FusOn-pLM: a fusion oncoprotein-specific language model via adjusted rate masking.

Fusion oncoproteins, a class of chimeric proteins arising from chromosomal translocations, are major drivers of various pediatric cancers. These proteins are intrinsically disordered and lack druggable pockets, making them highly challenging therapeutic targets for both small molecule-based and structure-based approaches. Protein language models (pLMs) have recently emerged as powerful tools for capturing physicochemical and functional protein features but have yet to be trained on fusion oncoprotein sequences.
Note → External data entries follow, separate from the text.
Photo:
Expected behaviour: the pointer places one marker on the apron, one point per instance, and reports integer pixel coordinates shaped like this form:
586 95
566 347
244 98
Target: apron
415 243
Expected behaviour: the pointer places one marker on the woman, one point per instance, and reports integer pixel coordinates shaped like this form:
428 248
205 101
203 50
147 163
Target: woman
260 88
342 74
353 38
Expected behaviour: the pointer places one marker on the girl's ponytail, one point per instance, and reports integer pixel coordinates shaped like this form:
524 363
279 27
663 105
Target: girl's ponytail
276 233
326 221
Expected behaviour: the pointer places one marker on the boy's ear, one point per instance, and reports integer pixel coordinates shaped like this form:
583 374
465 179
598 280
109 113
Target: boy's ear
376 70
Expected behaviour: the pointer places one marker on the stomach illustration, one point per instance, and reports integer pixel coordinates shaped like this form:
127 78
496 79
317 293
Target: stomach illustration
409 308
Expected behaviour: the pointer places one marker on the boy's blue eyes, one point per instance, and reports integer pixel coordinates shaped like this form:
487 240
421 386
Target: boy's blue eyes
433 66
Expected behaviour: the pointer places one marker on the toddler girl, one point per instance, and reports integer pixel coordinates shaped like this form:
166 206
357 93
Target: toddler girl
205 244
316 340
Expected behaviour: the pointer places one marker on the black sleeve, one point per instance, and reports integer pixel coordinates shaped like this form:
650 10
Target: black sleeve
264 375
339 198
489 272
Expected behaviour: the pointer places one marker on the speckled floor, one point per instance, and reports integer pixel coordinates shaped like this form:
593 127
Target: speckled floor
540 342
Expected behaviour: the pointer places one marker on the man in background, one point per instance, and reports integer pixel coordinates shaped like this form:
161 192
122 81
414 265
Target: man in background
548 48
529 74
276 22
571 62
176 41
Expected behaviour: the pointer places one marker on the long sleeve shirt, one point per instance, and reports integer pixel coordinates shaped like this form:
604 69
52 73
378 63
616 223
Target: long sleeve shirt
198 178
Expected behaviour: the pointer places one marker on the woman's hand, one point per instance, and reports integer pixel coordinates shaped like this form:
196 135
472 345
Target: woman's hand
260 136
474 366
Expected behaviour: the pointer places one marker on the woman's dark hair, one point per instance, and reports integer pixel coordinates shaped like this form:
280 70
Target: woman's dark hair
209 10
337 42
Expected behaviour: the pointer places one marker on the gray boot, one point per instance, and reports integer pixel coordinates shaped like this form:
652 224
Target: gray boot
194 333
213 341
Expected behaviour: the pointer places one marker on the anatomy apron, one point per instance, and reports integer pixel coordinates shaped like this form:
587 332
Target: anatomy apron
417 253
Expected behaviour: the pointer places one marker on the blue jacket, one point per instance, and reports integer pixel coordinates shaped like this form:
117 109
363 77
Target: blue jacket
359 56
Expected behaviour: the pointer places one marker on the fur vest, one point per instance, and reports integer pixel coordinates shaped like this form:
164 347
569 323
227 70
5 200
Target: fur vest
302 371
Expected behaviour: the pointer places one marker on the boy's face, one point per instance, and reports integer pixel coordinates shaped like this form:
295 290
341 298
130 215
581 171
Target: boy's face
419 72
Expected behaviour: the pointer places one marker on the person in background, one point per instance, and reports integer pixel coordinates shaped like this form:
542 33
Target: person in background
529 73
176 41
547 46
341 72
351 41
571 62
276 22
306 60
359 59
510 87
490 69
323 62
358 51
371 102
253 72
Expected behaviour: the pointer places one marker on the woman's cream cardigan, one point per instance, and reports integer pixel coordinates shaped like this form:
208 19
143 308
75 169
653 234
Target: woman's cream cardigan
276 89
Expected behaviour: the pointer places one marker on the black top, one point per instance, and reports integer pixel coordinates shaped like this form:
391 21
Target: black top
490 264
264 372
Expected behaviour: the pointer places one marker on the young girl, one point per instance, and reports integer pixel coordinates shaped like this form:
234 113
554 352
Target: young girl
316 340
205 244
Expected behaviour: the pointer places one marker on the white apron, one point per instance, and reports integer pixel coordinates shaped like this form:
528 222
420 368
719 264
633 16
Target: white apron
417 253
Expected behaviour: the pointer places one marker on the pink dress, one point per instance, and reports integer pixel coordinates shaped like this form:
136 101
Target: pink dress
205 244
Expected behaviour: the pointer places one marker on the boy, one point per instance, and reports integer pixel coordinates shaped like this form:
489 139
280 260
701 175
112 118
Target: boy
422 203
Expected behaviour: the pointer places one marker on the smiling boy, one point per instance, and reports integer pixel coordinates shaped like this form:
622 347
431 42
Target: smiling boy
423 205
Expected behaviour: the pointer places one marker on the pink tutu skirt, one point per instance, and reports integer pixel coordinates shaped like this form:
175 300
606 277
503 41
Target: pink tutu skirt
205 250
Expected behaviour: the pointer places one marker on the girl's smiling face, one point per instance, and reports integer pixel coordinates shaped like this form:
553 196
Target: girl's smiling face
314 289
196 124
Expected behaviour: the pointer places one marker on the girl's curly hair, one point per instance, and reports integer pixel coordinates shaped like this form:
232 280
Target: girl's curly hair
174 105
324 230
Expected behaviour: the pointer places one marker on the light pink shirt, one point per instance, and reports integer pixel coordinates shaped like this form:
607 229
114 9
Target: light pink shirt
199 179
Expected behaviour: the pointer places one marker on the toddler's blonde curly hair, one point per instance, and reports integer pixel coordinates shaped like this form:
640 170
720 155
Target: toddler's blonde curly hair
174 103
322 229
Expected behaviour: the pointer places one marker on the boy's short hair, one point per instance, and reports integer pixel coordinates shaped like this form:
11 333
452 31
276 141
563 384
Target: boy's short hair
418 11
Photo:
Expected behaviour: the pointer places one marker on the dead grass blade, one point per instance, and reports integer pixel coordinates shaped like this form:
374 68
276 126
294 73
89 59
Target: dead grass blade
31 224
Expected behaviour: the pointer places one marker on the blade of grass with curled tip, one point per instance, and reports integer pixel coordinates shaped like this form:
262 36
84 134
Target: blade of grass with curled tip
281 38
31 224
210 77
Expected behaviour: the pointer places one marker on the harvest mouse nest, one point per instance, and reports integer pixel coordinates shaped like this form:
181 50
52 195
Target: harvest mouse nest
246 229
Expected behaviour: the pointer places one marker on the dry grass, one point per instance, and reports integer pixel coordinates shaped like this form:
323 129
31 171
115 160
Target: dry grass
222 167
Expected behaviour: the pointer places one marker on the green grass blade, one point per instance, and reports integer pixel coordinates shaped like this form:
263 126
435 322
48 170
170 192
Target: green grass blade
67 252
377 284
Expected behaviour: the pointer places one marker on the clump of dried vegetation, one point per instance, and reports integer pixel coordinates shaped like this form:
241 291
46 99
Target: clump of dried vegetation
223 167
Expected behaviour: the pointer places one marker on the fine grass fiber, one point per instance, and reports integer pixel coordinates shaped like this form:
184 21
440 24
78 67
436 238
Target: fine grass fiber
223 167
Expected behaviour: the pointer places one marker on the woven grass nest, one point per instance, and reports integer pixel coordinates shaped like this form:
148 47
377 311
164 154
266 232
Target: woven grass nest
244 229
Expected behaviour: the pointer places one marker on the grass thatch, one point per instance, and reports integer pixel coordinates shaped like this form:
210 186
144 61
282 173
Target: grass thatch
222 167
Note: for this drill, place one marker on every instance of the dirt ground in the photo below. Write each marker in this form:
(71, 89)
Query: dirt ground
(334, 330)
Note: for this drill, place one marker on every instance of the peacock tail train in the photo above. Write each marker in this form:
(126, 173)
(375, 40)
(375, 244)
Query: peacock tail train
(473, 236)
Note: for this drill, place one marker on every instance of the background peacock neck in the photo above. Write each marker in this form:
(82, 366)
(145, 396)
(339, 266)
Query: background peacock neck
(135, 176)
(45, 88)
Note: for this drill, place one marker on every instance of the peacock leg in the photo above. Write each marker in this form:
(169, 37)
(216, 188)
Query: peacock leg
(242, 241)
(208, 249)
We introduce FusOn-pLM, a fine-tuned pLM trained on a newly curated, comprehensive set of fusion oncoprotein sequences, FusOn-DB. Employing a unique cosine-scheduled masked language modeling strategy, FusOn-pLM dynamically adjusts masking rates (15%-40%) to optimize feature extraction and representation quality, surpassing baseline embeddings in fusion-specific tasks, including localization, puncta formation, and disorder prediction. FusOn-pLM uniquely predicts drug-resistant mutations, providing insights for therapeutic design that anticipates resistance mechanisms. In total, FusOn-pLM provides biologically relevant representations for advancing therapeutic discovery in fusion-driven cancers.